According to the Fort Worth Star Telegram the long running case Frame v. City of Arlington has finally settled. The case was filed in July of 2005, involved an appeal to the Fifth Circuit Court of Appeals in New Orleans and a Petition for Certiorari to the United States Supreme Court. Now, after seven years of litigation, the City will spend around $200,000 fixing its sidewalks and pay the plaintiffs’ attorneys more than $300,000 in legal fees.

What’s wrong with this picture? After 30 years of litigation experience  I know better than to second guess the lawyers who were on the ground in the middle of a legal battle, but now that the dust has settled it is clear that the end result doesn’t make any sense at all. If the plaintiff’s lawyers were paid $300,000 it is more than likely that the legal fees for the City were the same or more. The legal fees in this case were almost certainly at least three times the cost of fixing the problem, and the problem still hasn’t been fixed, although it will be over time.  This can’t be what Congress had in mind when it passed Title II of the ADA and set up the existing mechanism for private enforcement.

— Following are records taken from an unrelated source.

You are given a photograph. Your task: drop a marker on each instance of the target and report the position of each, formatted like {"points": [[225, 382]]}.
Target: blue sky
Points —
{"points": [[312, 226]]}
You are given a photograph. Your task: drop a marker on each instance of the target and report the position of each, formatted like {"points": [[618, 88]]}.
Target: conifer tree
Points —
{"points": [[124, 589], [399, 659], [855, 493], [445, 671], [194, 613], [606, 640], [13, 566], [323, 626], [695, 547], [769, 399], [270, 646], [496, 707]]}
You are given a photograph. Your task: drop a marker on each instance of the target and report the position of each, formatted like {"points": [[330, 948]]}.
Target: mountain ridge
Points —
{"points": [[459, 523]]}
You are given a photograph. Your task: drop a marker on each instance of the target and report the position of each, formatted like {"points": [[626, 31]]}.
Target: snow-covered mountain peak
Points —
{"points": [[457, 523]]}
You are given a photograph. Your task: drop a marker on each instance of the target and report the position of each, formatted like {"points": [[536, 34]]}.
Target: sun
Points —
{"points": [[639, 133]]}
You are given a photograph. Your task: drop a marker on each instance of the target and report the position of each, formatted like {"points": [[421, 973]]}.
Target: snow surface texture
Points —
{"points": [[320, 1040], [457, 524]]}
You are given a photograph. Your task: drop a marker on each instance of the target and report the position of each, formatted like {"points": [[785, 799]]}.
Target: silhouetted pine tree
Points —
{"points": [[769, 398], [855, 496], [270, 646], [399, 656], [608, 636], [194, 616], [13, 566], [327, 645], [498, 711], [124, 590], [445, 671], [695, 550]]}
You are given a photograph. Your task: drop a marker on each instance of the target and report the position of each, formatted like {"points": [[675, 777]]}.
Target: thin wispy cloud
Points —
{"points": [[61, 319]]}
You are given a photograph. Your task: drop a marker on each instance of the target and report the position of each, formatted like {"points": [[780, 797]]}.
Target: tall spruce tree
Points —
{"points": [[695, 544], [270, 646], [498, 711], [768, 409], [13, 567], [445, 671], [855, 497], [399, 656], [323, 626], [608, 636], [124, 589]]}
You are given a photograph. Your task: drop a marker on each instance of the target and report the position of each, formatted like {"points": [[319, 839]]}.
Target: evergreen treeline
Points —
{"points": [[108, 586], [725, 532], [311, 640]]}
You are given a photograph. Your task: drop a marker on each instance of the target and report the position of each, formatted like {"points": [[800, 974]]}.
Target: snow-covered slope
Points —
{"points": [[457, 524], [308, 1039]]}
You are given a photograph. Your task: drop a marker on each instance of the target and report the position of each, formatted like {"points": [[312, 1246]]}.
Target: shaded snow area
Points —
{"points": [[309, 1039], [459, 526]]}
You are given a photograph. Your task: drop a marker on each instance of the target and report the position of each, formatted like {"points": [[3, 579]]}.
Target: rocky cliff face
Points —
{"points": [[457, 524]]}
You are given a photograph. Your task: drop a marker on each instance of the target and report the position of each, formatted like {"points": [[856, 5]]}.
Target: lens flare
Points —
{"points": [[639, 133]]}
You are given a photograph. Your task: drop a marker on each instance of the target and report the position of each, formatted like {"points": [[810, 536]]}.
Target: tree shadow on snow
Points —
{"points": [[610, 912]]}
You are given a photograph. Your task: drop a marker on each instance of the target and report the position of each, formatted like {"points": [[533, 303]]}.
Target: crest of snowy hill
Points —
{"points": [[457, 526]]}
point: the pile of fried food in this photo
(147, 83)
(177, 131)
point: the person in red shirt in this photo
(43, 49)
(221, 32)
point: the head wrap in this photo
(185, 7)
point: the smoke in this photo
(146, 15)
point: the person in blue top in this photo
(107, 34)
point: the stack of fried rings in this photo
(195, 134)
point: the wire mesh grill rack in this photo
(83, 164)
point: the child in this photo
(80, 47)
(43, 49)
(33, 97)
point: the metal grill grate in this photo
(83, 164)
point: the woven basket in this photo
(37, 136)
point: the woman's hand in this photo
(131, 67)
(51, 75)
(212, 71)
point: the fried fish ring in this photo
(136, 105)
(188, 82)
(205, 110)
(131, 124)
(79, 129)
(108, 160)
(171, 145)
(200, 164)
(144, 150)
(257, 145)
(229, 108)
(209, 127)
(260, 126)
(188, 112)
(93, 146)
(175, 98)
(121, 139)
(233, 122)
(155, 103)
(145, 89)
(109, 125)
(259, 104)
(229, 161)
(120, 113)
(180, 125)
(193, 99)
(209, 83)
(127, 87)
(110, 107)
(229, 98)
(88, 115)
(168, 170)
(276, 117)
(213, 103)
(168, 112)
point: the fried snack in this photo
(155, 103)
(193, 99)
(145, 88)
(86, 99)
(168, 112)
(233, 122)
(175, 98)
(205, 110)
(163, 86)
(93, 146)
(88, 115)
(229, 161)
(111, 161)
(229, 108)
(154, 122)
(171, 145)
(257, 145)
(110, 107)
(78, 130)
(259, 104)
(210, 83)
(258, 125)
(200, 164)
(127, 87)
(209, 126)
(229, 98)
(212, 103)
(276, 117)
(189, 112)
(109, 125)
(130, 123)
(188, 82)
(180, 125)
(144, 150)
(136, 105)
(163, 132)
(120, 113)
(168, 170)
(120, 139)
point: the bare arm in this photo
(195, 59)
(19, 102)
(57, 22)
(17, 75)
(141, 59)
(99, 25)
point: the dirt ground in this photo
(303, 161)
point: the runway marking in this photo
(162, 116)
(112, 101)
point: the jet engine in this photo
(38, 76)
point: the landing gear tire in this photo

Unfortunately, although it is clear that the private enforcement mechanism for ADA claims is broken, it is equally clear that in the present political climate it will not fixed.  We can also blame the plaintiffs and their lawyers for filing this kind of lawsuit, but they are beyond the control of any municipal government, and will only be emboldened by this result. For cities the solution to the litigation problem can only come from within. When a claim is made or a lawsuit is filed somebody in authority must step back and ask whether it is going to be more expensive to fix the problem or to fight it. No municipal government wants to deny the disabled access to city services that other citizens take for granted, and if the cost of making city sidewalks and facilities accessible seems daunting, the cost of fighting over it is even more so. The seven years of struggle and expense in Frame v City of Arlington prove what every City Manager or City Council should know: the best response to a claim under the ADA is Fix First, Then Fight.